Job Listings and Past Experience
Sunday, July 9th, 2006I started this blog now because I believe I’ll have more free time to devote to hobbies. I’ve just switched jobs. As I looked at my options, I read many listings for software engineers. The emphasis these listings placed on experience in a particular programming language, tool, or framework was disappointing.
Requiring that a programmer must have experience in one particular language or tool is like insisting that a waiter must have experience waiting tables at a seafood restaurant. Who cares if his experience was at a steakhouse instead? The essential skills, knowledge of how restaurants operate, and ability to deal with difficult customers are the same. If he’s thrown off because the plates have steamed crustacean on them instead of grilled cow, he’s no use to me anyway.
I’ve heard the counter-argument. “But steak and lobster have such different centers of gravity, so the plates balance differently. And it’ll cost us a lot to teach him the particular gotchas of this kind of food, like not letting the lobsters catch his fingers with their claws!” The idea here is that every language and tool has unique quirks, and that a developer must have experience with those quirks or they’ll get mired in a productivity sapping tar pit of small mistakes.
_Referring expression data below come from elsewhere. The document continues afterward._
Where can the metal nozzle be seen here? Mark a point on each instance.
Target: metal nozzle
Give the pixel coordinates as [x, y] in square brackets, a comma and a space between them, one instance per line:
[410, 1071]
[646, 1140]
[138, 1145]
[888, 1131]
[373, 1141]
There may be some truth to this argument in the first few days on the job, but not over the medium and long term.
I’m not dismissing the value of experience as a whole. The right kind of knowledge and experience are valuable. More experience working as a developer is better than less. I’m now a far better developer than I was five years ago. I’ll be better still in another decade. Domain knowledge and experience, too, are more than surface deep. Picking up a thorough understanding of a problem domain takes time, and in the meantime the less experienced programmer may do some amount of well-intentioned harm. Don’t expect someone with a background in developing UML modeling tools to produce a good design for a real-time, embedded signal processing system. Those distinctions make for better hiring criteria than years using a language or tool.